Economic environment

World economy 2020

The fateful year 2020 has earned a permanent place in the history books. With the outbreak of the coronavirus pandemic and the subsequent measures to contain it, gross domestic product experienced a massive collapse in most countries. The global economy is now facing the worst recession since the Great Depression of almost 100 years ago. It was primarily due to the generous aid provided by central banks and governments that the ­economic fallout was not even more severe. Thanks to this support, the retail sector was even able to experience net growth in many industrialised countries, with online trade flourishing in particular. The global manu­facturing sector also enjoyed a noticeable increase in new orders in the second half of the year, with the ­positive economic trend in China serving as a key driver here. 

Against this backdrop, the stock market slump was brief but particularly severe. Among the most effective tools for fighting the crisis was the generous provision of dollar liquidity by US monetary authorities to other central banks via so-called “swap lines”. This meant that the central banks of Great Britain, Canada, Japan and Switzerland, as well as the European Central Bank (ECB), were sufficiently supplied with fresh US dollars. With the knowledge that the global shortage of dollars further exacerbated the financial market crisis, the International Central Bank Cooperation took countermeasures at an early stage this time. 

In the meantime, the Swiss National Bank (SNB) faced significant upward pressure on the Swiss Franc, which it countered with massive foreign exchange market interven­tions. This made Swiss monetary policy in 2020 one of the most expansive in the world even though the SNB did not launch a securities purchase programme like the ECB and the US Federal Reserve (Fed). The SNB also maintained its interest rate policy, refraining from further interest rate cuts, and the negative interest rate situation did not change. 


Equity markets in 2020

The equity markets, which started 2020 on solid footing, were shaken up and put to the test by the global health crisis. In particular, industrial and service sectors that are heavily dependent on high mobility experienced extreme economic shock. However, the crisis also demonstrated the strength of the digital transformation, which offered rapid solutions in the segment of the digital economy, automation and telework, as well as additional increases in profitability. Combined with strong fiscal policy mea­sures, this created a sense of confidence that drove the US equity market to new highs within just a few months.
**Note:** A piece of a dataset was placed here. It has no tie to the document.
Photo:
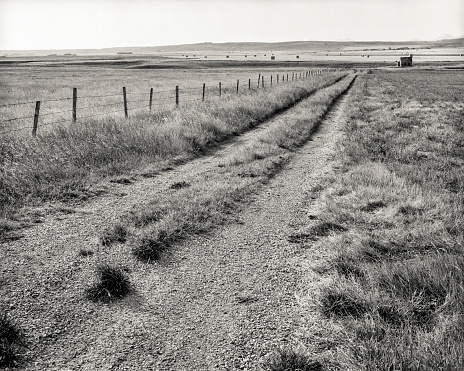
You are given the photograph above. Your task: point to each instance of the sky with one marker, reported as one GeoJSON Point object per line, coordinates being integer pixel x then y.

The emerging markets, led by China, also recovered ­disproportionately within a brief period of time, with Europe and the defensive Swiss equities lagging significantly in comparison. This is due to their strong roots in traditional business models as well as a high share in the financial sector, which had consequently experienced a major collapse. With successful development of a ­vaccine against the coronavirus, dynamic value recoveries were seen in equity markets in the fourth quarter.